Paul understood that the Gospel is life-giving.  But when we change it, or others change it for us, it loses it’s effectiveness.  It is no longer the Gospel.  So, let me ask you a very important question:  what do you say that Gospel is?  What do you think of when we talk about the Gospel?

In that same first letter to the Church at Corinth, Paul spoke about the Gospel that he had taught them.  He wrote,

“Now I would remind you, brothers, of the gospel I preached to you, which you received, in which you stand, and by which you are being saved, if you hold fast to the word I preached to you—unless you believed in vain.  For I delivered to you as of first importance what I also received:  that Christ died for our sins in accordance with the Scriptures, that he was buried, that he was raised on the third day in accordance with the Scriptures, and that he appeared to Cephas, then to the twelve”. (1 Corinthians 15:1-5)

What do you see in this passage?  Paul referred to the “gospel I preached to you” and I see six distinct pieces to it:

  • Christ—the Jewish Messiah, the promised deliverer, the prophet of whom Moses spoke—died
  • His death was for the sins of those who believed in him
  • His death was according to what had been prophesied
  • He was buried
  • He was raised on the third day
  • He appeared to his chosen followers.

How do these six assertions jive with your own understanding of the Gospel?  Think them over.  Examine your thinking to see if what you believe is consistent with the truth.

It’s important to think about the real Gospel, especially now at Christmas, because the sentimentality of the season can sometimes wash over us all with the notions of love and being with those we love and taking care of others—all good things.  The risk is that we miss the central truth to this season.

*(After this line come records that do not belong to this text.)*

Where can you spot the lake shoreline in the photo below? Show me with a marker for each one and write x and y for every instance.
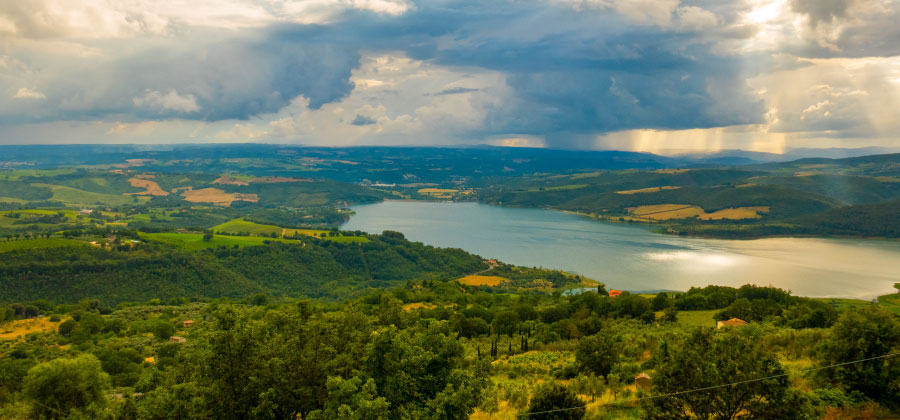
(662, 228)
(634, 257)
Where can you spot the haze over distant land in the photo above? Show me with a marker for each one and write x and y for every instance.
(672, 75)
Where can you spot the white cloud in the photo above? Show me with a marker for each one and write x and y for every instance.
(25, 93)
(651, 12)
(693, 18)
(93, 19)
(171, 101)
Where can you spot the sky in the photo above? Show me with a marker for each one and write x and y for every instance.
(660, 76)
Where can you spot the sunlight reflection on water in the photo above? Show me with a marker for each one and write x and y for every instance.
(632, 258)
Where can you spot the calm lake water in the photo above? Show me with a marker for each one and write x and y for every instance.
(633, 258)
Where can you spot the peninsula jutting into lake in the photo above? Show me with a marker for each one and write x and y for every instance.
(449, 209)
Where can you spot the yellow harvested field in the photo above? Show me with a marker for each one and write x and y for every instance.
(736, 213)
(433, 191)
(18, 329)
(227, 180)
(683, 211)
(667, 211)
(482, 280)
(887, 179)
(151, 187)
(418, 305)
(217, 196)
(277, 179)
(647, 190)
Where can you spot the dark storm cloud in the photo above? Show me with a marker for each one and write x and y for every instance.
(571, 70)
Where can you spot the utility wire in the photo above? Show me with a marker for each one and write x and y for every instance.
(672, 394)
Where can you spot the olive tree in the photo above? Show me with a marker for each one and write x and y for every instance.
(705, 361)
(59, 386)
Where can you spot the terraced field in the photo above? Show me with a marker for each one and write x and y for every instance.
(683, 211)
(194, 241)
(251, 228)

The Baby of Bethlehem did not come as a composite of all that is good about us but rather as the ultimately unique person on a mission to remove all that is bad about us. 

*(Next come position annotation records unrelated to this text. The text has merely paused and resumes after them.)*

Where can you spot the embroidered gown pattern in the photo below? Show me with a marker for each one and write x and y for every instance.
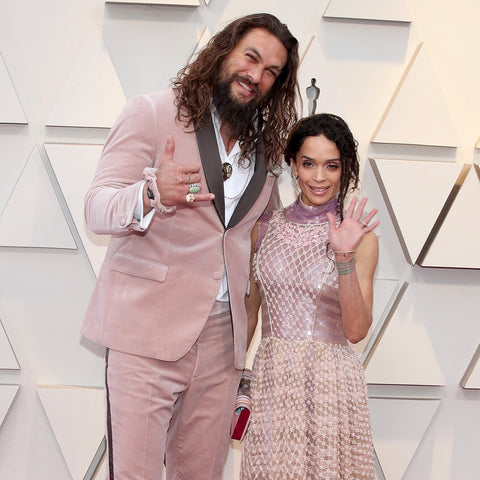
(310, 417)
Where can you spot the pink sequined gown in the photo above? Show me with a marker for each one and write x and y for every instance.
(310, 418)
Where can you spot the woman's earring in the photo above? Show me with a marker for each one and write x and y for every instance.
(295, 184)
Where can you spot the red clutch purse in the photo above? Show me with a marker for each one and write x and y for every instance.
(243, 408)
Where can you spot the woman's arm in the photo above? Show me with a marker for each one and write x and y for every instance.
(356, 253)
(252, 300)
(355, 290)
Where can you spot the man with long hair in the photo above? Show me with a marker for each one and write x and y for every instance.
(184, 175)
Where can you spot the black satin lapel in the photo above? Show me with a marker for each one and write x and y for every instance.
(208, 147)
(254, 187)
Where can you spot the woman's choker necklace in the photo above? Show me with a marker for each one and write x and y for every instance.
(300, 213)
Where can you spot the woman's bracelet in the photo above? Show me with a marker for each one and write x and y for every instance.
(344, 268)
(345, 253)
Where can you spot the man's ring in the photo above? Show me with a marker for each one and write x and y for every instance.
(193, 188)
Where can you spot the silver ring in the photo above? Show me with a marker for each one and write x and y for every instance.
(193, 188)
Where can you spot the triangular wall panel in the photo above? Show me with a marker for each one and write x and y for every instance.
(77, 418)
(11, 110)
(7, 396)
(32, 216)
(313, 65)
(417, 114)
(368, 10)
(202, 41)
(8, 360)
(405, 184)
(446, 251)
(91, 95)
(383, 292)
(12, 163)
(471, 378)
(398, 427)
(74, 166)
(404, 354)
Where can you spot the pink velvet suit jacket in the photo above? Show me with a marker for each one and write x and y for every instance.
(157, 287)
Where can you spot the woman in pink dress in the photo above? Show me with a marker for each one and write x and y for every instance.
(312, 275)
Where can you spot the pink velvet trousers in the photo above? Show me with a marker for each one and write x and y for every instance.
(177, 413)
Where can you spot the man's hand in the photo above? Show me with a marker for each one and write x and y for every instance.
(174, 181)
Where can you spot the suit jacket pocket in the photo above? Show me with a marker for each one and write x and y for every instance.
(139, 267)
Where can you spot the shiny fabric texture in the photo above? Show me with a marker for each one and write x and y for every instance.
(310, 417)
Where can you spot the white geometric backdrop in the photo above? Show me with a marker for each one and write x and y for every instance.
(409, 92)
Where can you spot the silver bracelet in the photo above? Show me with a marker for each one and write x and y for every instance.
(150, 177)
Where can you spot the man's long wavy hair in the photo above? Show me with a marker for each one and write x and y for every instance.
(276, 113)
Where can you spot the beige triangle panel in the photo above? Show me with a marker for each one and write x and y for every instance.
(79, 410)
(202, 41)
(384, 291)
(74, 166)
(417, 113)
(443, 248)
(7, 396)
(91, 95)
(33, 216)
(415, 193)
(380, 324)
(471, 377)
(11, 110)
(8, 359)
(398, 428)
(403, 354)
(368, 10)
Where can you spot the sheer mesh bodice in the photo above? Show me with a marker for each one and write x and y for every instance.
(298, 282)
(310, 416)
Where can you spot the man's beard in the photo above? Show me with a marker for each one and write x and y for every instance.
(239, 116)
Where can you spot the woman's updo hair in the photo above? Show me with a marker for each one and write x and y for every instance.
(337, 131)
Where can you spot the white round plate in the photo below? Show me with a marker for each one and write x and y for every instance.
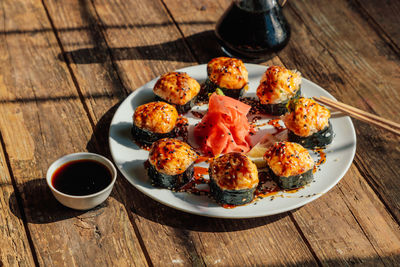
(130, 159)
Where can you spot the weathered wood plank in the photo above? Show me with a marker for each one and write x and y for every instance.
(15, 249)
(382, 16)
(361, 242)
(172, 237)
(48, 120)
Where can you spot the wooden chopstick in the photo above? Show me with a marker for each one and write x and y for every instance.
(360, 114)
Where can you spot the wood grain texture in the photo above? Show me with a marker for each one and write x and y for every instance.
(331, 225)
(15, 249)
(342, 58)
(168, 235)
(48, 120)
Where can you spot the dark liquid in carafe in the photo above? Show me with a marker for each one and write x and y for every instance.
(247, 33)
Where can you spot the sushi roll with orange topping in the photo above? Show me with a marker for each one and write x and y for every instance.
(278, 85)
(290, 164)
(153, 121)
(308, 123)
(228, 74)
(171, 163)
(233, 179)
(178, 89)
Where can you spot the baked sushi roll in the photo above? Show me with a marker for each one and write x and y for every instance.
(171, 163)
(153, 121)
(228, 74)
(178, 89)
(233, 179)
(290, 164)
(278, 85)
(308, 123)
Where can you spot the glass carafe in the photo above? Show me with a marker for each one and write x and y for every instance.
(252, 29)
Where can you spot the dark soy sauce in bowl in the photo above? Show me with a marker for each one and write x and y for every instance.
(81, 177)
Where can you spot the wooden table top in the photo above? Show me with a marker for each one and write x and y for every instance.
(66, 65)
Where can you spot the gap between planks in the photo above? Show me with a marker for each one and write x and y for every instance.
(364, 174)
(19, 202)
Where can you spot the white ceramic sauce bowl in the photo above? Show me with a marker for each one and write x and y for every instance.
(85, 202)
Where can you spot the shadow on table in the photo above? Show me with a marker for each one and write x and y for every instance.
(41, 206)
(204, 44)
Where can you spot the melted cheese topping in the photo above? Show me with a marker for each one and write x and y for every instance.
(277, 85)
(176, 88)
(234, 171)
(226, 72)
(171, 156)
(306, 117)
(287, 159)
(157, 117)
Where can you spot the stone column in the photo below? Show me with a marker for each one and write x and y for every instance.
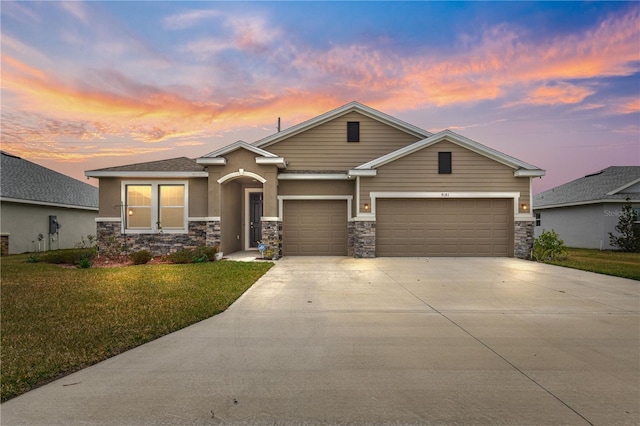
(523, 239)
(212, 233)
(364, 237)
(272, 236)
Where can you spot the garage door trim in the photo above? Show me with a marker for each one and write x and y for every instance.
(445, 194)
(283, 198)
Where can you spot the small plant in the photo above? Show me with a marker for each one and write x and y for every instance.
(69, 256)
(141, 257)
(181, 256)
(208, 252)
(548, 247)
(200, 259)
(629, 230)
(110, 245)
(84, 263)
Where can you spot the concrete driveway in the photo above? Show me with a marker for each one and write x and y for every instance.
(378, 341)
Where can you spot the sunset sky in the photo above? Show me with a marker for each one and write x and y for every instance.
(87, 85)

We need to consider the Gospel carefully, thoughtfully, repeatedly.  When you look at the six elements of the Gospel above, you may think of other aspects of the Gospel.  We’ll look at some of them in the next four posts.  As with God, so with his Gospel:  there is more.  So let us examine our thinking, because the hopeful result of Christmas is this:  “Jesus Christ in you.”

Happy Christmas to you and to all of us.